ZUBIN MEHTA - HONORARY MEMBER OF AOA_CV

Maestro Zubin Mehta has accepted being a Honorary Member of the association Amics de l'Òpera i de les Arts de la Comunitat Valenciana, coinciding with the last performance of Tristan und Isolde at the V Festival del Mediterrani, whose president is the maestro himself.

His support turns into important backing for its goals and activities.

This young association connects nevertheless with the secular tradition of the Valencian opera lovers, alive today thanks to the activity of the Palau de les Arts Reina Sofia in Valencia (Spain) and projected towards the future with the collaboration of conductors such as its Honorary Member Maestro Mehta.

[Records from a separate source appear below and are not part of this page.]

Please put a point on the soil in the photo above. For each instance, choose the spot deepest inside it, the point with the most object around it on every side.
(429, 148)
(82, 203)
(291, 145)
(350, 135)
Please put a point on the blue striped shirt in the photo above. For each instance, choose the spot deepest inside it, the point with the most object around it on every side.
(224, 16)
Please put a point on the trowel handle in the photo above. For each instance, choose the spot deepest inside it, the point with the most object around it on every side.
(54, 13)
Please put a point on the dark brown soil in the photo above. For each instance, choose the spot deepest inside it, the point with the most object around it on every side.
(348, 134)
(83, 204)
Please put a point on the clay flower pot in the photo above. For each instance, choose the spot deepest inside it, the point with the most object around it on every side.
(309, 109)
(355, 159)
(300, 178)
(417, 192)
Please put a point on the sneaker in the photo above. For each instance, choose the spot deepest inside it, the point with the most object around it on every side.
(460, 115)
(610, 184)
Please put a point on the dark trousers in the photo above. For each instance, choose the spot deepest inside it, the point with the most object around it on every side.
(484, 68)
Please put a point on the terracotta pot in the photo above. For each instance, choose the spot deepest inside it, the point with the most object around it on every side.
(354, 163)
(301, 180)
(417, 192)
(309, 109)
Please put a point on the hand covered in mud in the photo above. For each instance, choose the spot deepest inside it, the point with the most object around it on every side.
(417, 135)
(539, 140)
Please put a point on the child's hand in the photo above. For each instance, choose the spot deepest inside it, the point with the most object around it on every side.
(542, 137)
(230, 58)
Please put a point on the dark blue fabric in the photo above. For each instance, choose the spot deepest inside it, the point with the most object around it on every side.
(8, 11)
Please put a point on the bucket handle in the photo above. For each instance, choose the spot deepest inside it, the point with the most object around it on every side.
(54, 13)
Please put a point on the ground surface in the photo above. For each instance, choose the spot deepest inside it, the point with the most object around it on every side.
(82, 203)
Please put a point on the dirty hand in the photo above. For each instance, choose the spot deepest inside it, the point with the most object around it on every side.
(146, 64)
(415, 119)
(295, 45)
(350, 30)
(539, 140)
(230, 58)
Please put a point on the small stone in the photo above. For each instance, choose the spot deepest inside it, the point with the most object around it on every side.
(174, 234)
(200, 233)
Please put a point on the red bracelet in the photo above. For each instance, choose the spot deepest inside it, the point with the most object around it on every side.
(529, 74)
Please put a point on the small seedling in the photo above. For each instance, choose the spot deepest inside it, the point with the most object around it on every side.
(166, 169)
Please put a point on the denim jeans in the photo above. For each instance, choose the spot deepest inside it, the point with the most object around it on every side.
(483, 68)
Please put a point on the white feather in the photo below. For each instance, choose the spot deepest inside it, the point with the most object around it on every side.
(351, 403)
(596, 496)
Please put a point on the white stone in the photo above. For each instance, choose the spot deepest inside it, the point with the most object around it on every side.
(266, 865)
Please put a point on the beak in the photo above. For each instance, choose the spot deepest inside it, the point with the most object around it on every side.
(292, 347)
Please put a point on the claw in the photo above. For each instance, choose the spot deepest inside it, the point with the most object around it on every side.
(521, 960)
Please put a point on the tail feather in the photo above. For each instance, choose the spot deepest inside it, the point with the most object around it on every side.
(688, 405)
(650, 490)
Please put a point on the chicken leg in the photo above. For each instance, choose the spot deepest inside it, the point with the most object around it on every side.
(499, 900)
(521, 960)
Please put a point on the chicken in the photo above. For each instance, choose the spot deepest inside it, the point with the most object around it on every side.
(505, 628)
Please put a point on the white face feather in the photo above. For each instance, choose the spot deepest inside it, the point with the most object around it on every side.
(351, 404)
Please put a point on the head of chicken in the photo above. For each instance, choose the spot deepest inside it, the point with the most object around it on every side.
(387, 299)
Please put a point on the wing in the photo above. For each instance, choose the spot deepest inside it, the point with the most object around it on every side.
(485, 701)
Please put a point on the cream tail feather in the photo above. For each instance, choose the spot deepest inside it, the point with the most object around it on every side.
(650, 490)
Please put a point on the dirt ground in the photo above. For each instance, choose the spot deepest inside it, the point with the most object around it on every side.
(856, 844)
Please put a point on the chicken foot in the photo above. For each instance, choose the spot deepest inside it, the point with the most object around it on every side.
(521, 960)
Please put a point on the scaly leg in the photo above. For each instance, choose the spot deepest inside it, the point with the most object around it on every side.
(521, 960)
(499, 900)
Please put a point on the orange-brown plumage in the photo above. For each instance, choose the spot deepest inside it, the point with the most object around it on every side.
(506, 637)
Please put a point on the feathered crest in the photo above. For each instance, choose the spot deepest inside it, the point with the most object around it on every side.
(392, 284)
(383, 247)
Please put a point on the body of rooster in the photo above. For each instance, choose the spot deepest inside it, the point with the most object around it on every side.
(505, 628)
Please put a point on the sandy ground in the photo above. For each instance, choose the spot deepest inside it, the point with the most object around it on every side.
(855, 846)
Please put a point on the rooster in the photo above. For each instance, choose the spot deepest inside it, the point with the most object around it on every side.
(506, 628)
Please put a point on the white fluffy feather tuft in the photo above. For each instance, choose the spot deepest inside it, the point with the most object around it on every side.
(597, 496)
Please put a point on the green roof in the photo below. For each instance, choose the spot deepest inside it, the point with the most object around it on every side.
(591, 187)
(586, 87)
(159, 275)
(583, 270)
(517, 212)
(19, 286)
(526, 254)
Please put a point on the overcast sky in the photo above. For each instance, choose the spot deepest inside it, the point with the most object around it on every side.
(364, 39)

For more information www.amicsopera.org


----------



## mamascarlatti (Sep 23, 2009)

I do love that building. Wish we had such a beautiful opera house. But the 2012-2013 season seems rather safe, with the most unusual offering being _Le Due Foscari._


----------



## nibelungo (Aug 8, 2012)

mamascarlatti said:


> I do love that building. Wish we had such a beautiful opera house. But the 2012-2013 season seems rather safe, with the most unusual offering being _Le Due Foscari._


Yes, too safe maybe.
It is time for no experiments in Spain.
But Due Foscari with Plácido Domingo and such a great orchestra might be interesting.


----------